At trial, the prosecution presented the only evidence they needed ‐ the confession ‐ to convince the jury that Taylor was guilty. Taylor’s defense team countered with what seemed to be an obvious alibi ‐ he was in police custody at the time of the murder. Both the police officer in charge of Taylor’s disorderly conduct detention and the arresting officer testified that the defendant, indeed, was in jail undergoing questioning when the murders were committed.

Prosecutors countered with a contention that the police records were erroneous. They also presented testimony of a drug dealer and another police officer that placed Taylor at the crime scene within the time frame needed to have killed Haugabook and Lassiter. On that basis, the jury deemed Daniel Taylor guilty and he was sentenced to life in prison.

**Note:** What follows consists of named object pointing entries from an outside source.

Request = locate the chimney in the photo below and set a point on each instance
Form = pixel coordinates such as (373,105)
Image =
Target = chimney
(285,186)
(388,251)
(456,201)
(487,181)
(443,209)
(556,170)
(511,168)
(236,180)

Enter onto the scene, in 2001, a team of investigative reporters from the Chicago Tribune. Taylor had already been in prison most of a decade, but something didn’t smell right about the whole thing to the journalists. After some digging, they located a man who had been in lockup with Taylor. He corroborated that the police records were accurate. Additionally, the Tribune team located a previously unknown witness who saw the other culprits leaving the murder scene and vouched that Taylor was not among them. It wasn’t long before the drug dealer who testified to have seen Taylor at the apartment complex went into full backpedal mode and recanted his testimony.

On the strength of this new evidence provided by the Tribune, Taylor filed a petition for post‐conviction relief, but it was denied without a hearing. It was at this point Ms. Daniel lent her formidable legal talents to Taylor’s cause. She eventually unearthed a bombshell. The State’s Attorney’s Office had withheld evidence from trial that would have bolstered the defense and possibly kept an innocent man from losing two decades of his life to a prison stint.

The new evidence included handwritten notes from Dave Styer, a member of the prosecution team. In the weeks before Taylor’s indictment, Styer had interviewed several police officers from the 23rd District. Daniel also unearthed custody records from the lockup unit that should have been given to Taylor’s attorney before the trial, but weren’t.

The crown jewel of Daniel’s work was a sworn statement from the lockup keeper on duty the night of the murders. In part, the statement said it was “not possible” that Taylor could have been released earlier than 10 pm. “For this to have happened,” according to the statement, “numerous personnel from two separate watches would have had to conspire and work together to cover it up, and the conspiracy would have included desk personnel, lockup keepers, and watch commanders from two different shifts.”

In an unsurprising twist, Daniel Taylor has filed a federal lawsuit for wrongful conviction. While no one familiar with the case expects the responsible officers to end up on the other side of bars, Taylor hopes to hold them and the city of Chicago financially responsible for his ordeal.